During a work lunchtime conversation that touched on a rude topic, one of my co-lunchers remarked: “That’s so wrong in so many ways!” That sentence is an odd construction, I thought to myself. She didn’t make it up. Where did it come from? There was a time when it didn’t exist. Somebody made it up one day, and it started spreading. How does that process work? It occurred to me that search engines can help you figure out just how widespread a cliché is. In no particular order, here are some clichés that not only annoy me but also make me wonder about their trajectories.

When were they born? What helped them spread? How much longer can we expect to endure them? Search technology can quantify some of these very fuzzy questions. This is not a new observation. The web seems to be peculiarly thick with wordheads who obsess about things like this (i.e. people like me). You can find Wikipedia articles about catchphrases and Bartleby references for clichés. But the real find was coming across the Language Log, where they have coined a word, snowclone, for hackneyed phrasal templates. These people are prose… sorry, I mean pros … and they devote long discussions to forms like Homer Simpson’s “Mmmm, X” (which I used only the day before yesterday, but let’s not go there).

I came across the Language Log while researching the phrase “I, for one, welcome our new insect overlords“. This post on ant overlords and cliché velocity makes a good point: the distance between trendy and trite has grown increasingly short.
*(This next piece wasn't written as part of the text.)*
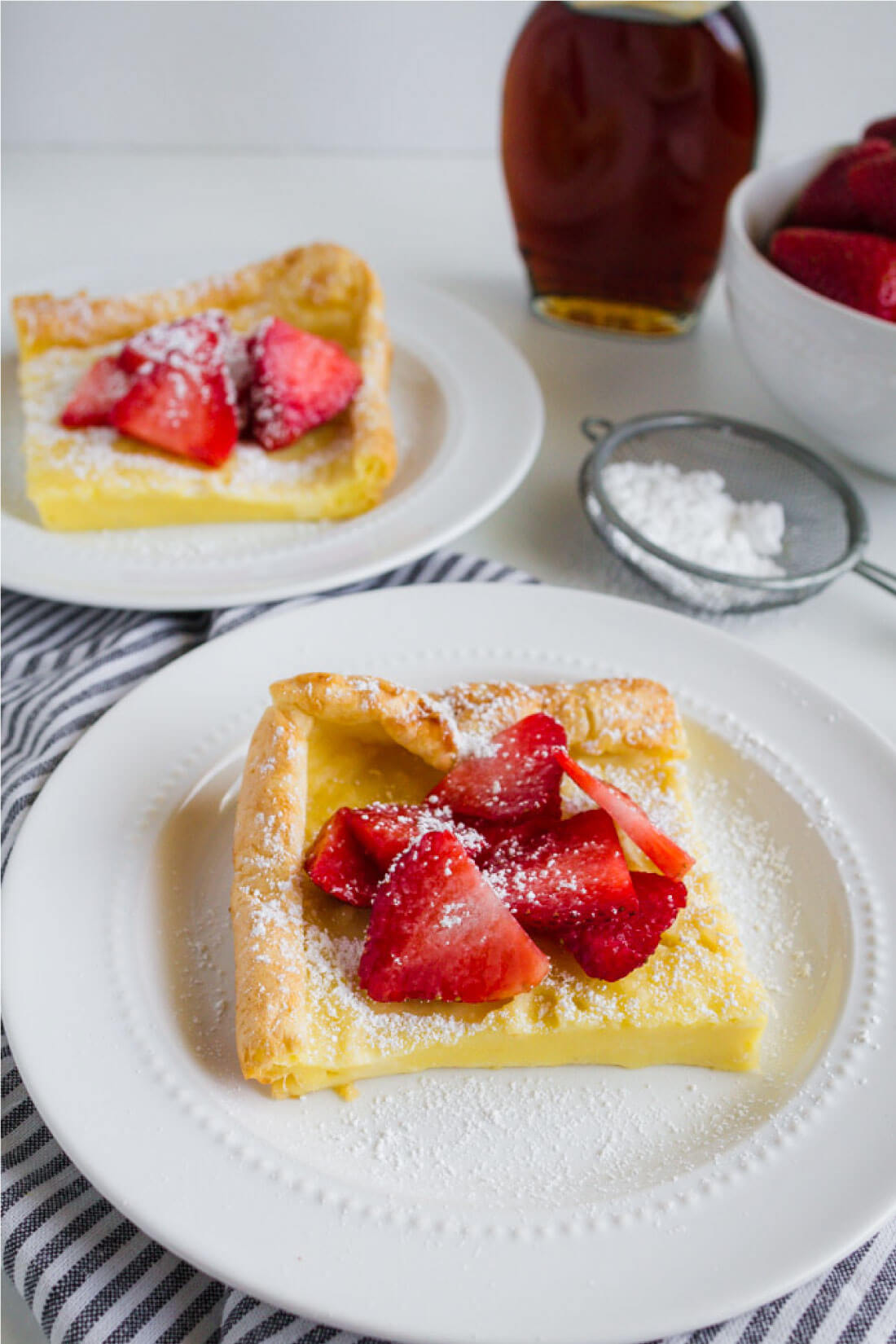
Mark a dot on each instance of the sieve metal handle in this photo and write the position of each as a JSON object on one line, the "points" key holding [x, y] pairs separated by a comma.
{"points": [[883, 578]]}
At least that’s what all the hep cats say.

3 thoughts on “Calibrating cliché velocity”

  1. Ah, this is great. I’ve been annoyed by the “Maybe it wasn’t meant to be” and “Everything happens for a reason” cliches.

  2. I wanted to proactively try to prevent you from going there, but darnit, you went there.

    Now we need to un-go there.*

    *submitted by your humble narrator as a new entry into the “how quickly will it spread” game.
    Mine never seem to spread though, alas.